Isopropanol is a remarkable preservative. In May, 2015, Brian Sidlauskas, Curator of the Ichthyology Collection in the Department of Fisheries and Wildlife at Oregon State University, loaned me some small fish (northern anchovy and three smelts) that I could process for their bones.  I gutted and skinned the fish, then put them in jars with water, trying to macerate them with some soil bacteria, but nothing happened after two months.  I even had the jars heating up on my back porch in the hot July sun, and brought them indoors at night. But no putrefaction!  No biological activity of any kind!  I proceeded to simmer one specimen in a crockpot with a little meat tenderizer…. for 36 hours, then a week… then more. In case you are wondering, this is not a crockpot we use to prepare any human food; it’s one designated for this purpose in my colleague Frances White’s primate osteology lab.  Yet the flesh of this small fish remained  hard and leathery and we couldn’t dissect it away. So I contacted various colleagues and while Mike Etnier and Bob Kopperl both provided great suggestions, it was Virginia Butler who solved this conundrum.  Dr.
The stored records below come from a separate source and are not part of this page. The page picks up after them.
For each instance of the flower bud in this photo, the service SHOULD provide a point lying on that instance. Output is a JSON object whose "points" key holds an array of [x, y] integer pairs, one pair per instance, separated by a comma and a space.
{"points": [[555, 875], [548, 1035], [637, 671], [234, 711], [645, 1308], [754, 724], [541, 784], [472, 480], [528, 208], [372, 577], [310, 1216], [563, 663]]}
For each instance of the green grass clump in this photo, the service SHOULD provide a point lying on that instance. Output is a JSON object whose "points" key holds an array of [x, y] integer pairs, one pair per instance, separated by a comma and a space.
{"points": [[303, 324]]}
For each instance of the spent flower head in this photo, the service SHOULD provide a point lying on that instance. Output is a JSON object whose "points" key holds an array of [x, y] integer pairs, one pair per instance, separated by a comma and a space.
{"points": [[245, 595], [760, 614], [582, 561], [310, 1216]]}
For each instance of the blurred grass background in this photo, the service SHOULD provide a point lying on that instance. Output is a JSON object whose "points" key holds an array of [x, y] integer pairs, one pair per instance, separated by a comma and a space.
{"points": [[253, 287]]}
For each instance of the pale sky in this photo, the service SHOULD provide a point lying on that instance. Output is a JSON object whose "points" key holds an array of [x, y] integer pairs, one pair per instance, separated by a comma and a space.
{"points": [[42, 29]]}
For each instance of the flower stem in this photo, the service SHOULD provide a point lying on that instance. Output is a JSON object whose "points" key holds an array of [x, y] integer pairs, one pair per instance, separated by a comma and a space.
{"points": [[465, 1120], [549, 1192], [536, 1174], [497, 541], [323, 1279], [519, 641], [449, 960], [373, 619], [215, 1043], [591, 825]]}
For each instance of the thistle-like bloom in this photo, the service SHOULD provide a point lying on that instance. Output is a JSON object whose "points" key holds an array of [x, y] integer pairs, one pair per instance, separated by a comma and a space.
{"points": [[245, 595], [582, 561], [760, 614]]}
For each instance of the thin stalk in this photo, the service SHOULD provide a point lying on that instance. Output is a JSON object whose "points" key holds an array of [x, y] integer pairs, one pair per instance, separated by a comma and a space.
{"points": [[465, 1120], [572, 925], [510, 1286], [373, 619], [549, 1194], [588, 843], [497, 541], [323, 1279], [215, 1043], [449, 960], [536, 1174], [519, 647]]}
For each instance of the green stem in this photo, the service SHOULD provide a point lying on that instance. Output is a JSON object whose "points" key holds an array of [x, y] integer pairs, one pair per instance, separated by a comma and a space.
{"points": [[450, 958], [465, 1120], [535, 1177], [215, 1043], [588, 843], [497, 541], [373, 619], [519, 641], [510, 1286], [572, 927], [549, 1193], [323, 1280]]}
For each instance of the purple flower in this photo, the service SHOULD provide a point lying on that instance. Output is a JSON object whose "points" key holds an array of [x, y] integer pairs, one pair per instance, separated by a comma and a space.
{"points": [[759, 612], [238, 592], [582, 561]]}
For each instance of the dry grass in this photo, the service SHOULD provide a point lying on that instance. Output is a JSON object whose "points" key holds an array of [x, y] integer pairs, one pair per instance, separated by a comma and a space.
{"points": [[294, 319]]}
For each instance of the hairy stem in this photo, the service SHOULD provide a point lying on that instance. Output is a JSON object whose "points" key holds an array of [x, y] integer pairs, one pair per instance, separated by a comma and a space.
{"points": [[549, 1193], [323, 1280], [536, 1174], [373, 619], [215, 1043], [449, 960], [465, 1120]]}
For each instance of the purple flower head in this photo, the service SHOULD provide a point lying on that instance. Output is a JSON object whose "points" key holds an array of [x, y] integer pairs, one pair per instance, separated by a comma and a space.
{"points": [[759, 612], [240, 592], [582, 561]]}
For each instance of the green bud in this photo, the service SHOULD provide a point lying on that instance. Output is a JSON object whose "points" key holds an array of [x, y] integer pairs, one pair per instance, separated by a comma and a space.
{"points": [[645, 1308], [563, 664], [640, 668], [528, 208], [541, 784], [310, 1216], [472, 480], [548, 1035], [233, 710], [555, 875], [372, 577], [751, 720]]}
Butler recommended trypsin, a serine protease enzyme found in the digestive system of most vertebrates.  Trypsin is expensive, but it’s worth it, and after 6-8 weeks, it has become possible for my fearless students to remove the flesh from the bones.

2015-10-27 11.13.352015-09-23 14.42.372015-10-27 11.13.47All of this is related to the research we’re doing on small fish; some is related to the Alaska Herring Project, because we find small fish bones misidentified as herring in some collections.  And I also hope to identify those Naknek fish I blogged about awhile back. But we’re also studying the small fish in the Tcetxo assemblage from the southern Oregon coast. And so far, I can say that we are finding surf smelt (Hypomesus pretiosus) and northern anchovy (Engraulis mordax) from this site. This indicates that the Tututni speakers of southern Oregon were also smelt fishing like the Tolowa still do today.  The analysis is still underway, but thanks to the work of Kyla Page-Bothelo and Leo Hirsch (shown here) and other ANTH 4/571 Zooarchaeology students, we are making progress on the analysis. Special thanks to Rick Minor for making the Tcetxo bulk samples available to us and to Frances White and Steve Frost who have both contributed to this project.